On Wednesday, it was announced that yet another former teen heartthrob has leapt at the opportunity to play against type by portraying notorious serial killer Ted Bundy. This time it’s Chad Michael Murray, who will reportedly play Bundy in the forthcoming American Boogeyman, which “follows the elusive and charming killer and the manhunt that brought him to justice involving the detective and the FBI rookie who coined the phrase ‘serial killer.’”
This, of course, follows Zac Efron’s turn as Bundy in 2019’s Extremely Wicked, Shockingly Evil and Vile — not to mention all the other Bundy films we’ve been subjected to in recent years, including 2008’s Bundy: An American Icon, 2004’s The Riverman, 2003’s The Stranger Beside Me, 2002’s Ted Bundy and 1986’s The Deliberate Stranger. As many on Twitter pointed out after the news of Murray’s casting in American Boogeyman, too many movies glamorize the serial killer by painting him as “handsome” and “charming” and exploiting the brutal, horrific deaths of the more than 30 women and girls he raped and murdered.

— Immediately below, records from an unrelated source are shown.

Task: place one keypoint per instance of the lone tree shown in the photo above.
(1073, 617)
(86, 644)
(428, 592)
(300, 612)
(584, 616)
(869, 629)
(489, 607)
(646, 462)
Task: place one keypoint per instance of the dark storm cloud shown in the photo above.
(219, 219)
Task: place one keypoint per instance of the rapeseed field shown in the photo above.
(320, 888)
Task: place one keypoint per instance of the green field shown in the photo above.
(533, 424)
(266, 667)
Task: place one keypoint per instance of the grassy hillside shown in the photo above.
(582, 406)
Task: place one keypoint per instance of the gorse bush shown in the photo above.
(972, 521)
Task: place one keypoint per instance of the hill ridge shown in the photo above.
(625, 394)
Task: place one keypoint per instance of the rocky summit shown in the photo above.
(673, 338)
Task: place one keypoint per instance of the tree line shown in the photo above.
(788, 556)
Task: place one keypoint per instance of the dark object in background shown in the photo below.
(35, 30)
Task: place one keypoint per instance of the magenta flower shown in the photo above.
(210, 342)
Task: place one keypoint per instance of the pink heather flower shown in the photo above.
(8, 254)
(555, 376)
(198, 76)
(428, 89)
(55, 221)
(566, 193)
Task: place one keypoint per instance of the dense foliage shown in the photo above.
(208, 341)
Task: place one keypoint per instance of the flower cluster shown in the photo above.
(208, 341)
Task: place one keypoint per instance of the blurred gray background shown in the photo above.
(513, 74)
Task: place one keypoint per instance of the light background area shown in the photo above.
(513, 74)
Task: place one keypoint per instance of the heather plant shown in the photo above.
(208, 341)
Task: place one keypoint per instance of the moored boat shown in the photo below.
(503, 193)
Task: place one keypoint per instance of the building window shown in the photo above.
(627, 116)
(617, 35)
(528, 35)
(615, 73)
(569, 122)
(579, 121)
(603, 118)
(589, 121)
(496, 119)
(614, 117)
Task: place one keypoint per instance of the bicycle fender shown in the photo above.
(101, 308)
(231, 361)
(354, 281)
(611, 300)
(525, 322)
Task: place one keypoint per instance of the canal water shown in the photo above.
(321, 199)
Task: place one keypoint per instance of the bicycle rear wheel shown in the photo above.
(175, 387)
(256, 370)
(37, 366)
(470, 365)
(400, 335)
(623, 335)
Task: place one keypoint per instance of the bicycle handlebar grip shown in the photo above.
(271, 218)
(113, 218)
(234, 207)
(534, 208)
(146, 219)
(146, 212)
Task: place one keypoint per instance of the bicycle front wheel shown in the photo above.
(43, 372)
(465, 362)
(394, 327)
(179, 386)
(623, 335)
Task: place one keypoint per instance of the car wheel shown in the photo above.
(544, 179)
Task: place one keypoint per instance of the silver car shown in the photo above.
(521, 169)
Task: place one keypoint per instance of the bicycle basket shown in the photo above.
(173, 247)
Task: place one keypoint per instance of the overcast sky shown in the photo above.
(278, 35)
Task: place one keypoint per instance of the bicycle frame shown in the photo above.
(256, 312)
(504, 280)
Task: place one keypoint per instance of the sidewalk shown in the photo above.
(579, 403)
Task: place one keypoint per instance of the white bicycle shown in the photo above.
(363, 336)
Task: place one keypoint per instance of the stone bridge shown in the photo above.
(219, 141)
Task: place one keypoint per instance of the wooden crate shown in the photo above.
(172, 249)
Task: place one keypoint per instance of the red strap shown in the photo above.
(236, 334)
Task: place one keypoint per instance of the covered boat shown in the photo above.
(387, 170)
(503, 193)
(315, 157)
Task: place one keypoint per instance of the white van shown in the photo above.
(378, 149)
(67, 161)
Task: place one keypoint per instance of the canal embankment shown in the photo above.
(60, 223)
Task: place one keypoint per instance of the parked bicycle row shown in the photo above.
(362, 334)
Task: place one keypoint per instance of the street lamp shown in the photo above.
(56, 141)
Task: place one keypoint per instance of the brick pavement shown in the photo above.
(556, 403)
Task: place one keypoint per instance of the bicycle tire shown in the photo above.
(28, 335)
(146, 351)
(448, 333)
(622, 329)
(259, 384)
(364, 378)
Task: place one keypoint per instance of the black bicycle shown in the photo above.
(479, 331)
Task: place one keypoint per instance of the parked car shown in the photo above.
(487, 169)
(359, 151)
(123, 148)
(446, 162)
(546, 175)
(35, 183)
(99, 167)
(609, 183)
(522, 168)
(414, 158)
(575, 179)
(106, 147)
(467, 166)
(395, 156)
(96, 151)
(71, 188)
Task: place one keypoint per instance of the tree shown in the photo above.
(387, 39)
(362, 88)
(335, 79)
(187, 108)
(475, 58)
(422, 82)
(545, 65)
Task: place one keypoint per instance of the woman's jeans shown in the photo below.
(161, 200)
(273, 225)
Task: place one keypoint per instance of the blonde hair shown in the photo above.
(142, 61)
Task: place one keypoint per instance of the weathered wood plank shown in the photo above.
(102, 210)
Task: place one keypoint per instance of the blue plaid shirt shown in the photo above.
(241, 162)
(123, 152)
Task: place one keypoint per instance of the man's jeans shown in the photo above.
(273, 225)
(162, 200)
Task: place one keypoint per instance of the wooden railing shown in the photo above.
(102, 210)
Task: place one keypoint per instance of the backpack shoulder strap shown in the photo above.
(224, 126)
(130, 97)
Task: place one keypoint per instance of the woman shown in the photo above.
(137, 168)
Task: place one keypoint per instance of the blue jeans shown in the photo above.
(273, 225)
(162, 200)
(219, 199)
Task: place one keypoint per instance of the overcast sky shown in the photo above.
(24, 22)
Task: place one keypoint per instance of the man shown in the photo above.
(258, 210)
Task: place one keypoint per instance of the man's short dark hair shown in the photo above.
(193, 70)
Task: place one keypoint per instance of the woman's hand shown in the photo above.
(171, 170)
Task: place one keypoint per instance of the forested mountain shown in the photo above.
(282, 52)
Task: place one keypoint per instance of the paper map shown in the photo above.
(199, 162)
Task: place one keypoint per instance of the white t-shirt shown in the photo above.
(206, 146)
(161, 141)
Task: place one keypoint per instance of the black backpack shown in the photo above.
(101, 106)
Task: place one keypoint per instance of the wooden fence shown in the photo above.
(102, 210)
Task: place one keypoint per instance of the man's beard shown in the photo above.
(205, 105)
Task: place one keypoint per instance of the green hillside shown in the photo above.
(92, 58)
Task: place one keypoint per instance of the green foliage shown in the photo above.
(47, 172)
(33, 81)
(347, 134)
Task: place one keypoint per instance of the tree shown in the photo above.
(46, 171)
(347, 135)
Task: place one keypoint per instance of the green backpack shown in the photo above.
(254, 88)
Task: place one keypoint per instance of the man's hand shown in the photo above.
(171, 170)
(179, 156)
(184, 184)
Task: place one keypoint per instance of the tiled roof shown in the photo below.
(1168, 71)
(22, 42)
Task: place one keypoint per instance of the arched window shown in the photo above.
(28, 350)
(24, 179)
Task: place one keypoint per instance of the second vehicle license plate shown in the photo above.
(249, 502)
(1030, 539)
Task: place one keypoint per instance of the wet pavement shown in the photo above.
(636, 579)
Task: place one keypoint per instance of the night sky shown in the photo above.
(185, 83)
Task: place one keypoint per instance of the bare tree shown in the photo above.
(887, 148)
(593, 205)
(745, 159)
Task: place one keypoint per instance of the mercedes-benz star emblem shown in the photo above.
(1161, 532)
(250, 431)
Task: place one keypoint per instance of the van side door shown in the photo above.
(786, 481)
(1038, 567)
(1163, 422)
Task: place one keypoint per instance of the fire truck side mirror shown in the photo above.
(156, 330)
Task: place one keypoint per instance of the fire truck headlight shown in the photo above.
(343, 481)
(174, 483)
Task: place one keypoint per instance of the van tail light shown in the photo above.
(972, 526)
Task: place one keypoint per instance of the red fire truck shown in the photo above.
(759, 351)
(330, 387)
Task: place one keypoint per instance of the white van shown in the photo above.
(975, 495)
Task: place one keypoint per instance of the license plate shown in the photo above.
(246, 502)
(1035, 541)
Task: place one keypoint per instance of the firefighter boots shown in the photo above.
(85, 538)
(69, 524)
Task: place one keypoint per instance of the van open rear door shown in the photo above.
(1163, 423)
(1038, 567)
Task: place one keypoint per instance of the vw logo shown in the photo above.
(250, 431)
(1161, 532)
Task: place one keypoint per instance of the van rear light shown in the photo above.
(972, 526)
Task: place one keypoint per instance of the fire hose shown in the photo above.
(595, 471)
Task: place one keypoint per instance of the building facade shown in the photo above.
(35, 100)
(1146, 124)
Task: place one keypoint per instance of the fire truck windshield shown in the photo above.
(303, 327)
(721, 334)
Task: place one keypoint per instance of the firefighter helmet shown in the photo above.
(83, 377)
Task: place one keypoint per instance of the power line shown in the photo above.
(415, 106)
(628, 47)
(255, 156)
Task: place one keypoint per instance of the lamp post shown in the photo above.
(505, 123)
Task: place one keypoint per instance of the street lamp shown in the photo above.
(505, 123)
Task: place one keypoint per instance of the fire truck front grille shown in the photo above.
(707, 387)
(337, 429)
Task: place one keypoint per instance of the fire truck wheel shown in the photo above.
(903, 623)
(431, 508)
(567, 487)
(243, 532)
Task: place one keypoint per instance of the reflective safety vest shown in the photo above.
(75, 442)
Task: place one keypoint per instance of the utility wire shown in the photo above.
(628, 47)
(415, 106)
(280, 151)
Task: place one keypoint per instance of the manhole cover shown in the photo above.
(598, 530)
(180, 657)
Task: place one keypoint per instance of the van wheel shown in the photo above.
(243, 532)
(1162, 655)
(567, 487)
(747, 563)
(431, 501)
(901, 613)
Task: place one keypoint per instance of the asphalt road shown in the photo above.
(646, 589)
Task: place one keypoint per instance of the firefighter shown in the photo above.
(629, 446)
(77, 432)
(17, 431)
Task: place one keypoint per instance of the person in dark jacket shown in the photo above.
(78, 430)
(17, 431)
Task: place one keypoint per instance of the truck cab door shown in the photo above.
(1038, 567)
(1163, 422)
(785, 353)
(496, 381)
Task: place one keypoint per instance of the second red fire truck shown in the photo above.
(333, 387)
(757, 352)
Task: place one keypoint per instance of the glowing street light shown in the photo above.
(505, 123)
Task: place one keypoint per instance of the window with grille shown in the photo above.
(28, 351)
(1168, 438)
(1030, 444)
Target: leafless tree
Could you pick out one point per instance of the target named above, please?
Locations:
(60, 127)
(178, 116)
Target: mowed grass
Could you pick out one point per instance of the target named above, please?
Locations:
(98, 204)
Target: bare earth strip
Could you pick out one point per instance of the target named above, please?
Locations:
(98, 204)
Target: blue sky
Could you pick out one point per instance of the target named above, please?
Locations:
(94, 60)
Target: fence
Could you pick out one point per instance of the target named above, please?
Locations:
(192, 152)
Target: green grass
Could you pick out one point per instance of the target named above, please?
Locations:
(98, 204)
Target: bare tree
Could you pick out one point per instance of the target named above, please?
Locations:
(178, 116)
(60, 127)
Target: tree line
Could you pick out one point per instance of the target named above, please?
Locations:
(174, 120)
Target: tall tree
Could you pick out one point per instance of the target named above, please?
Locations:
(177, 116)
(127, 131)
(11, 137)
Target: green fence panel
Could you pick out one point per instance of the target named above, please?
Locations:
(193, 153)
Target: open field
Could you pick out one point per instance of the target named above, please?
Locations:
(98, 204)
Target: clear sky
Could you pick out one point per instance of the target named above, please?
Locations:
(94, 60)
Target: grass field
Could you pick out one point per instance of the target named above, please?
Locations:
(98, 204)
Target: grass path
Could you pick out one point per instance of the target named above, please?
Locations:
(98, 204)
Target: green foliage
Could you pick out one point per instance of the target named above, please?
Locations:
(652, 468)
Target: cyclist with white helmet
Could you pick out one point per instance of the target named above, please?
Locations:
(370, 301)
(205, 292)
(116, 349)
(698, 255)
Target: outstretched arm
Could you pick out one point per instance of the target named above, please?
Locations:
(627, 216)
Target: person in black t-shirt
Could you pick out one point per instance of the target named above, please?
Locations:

“Ted Bundy is such a fascinatedly divisive character and is the true personification of evil,” Voltage Pictures President and COO Jonathan Deckter said in a statement about the upcoming film. “Murray is so talented and expertly captures Bundy’s charm and seductive nature, traits that the notorious killer exploited to win the trust of his victims as well as society.”
For whatever reason, Hollywood gets off on glamorizing Bundy more than any other serial killer — perhaps because he didn’t look or behave like the stereotypical creepy weirdos we’d expect to carry out a series of murders. But he was still a creepy weirdo! What can possibly be “divisive” about “the true personification of evil” other than the fact that some people are cool with romanticizing him — not to mention giving him the notoriety he craved — for profit while others (rightly) find it to be disgusting?
Furthermore, Bundy didn’t “seduce” his victims; he pretended to be injured and in need of help and then attacked them, and in some cases he broke into their bedrooms at night and murdered them in their sleep. He was a vile monster who kept the bodies of some of his victims as trophies and engaged in necrophilia with them until they started to decompose. Some of his victims were as young as 12. Why do we need another movie painting him as some sexy bad boy who was irresistible to women?
Whenever there’s a mass shooting or an act of terrorism, we’re conditioned to not focus on the killers, to forget their names, and instead remember the victims. The understanding is that we do so to avoid “rewarding” those who commit heinous murders by giving them fame and notoriety. Why, then, do we grant Bundy, a man who raped, mutilated and murdered at least 30 women, an exception to the rule?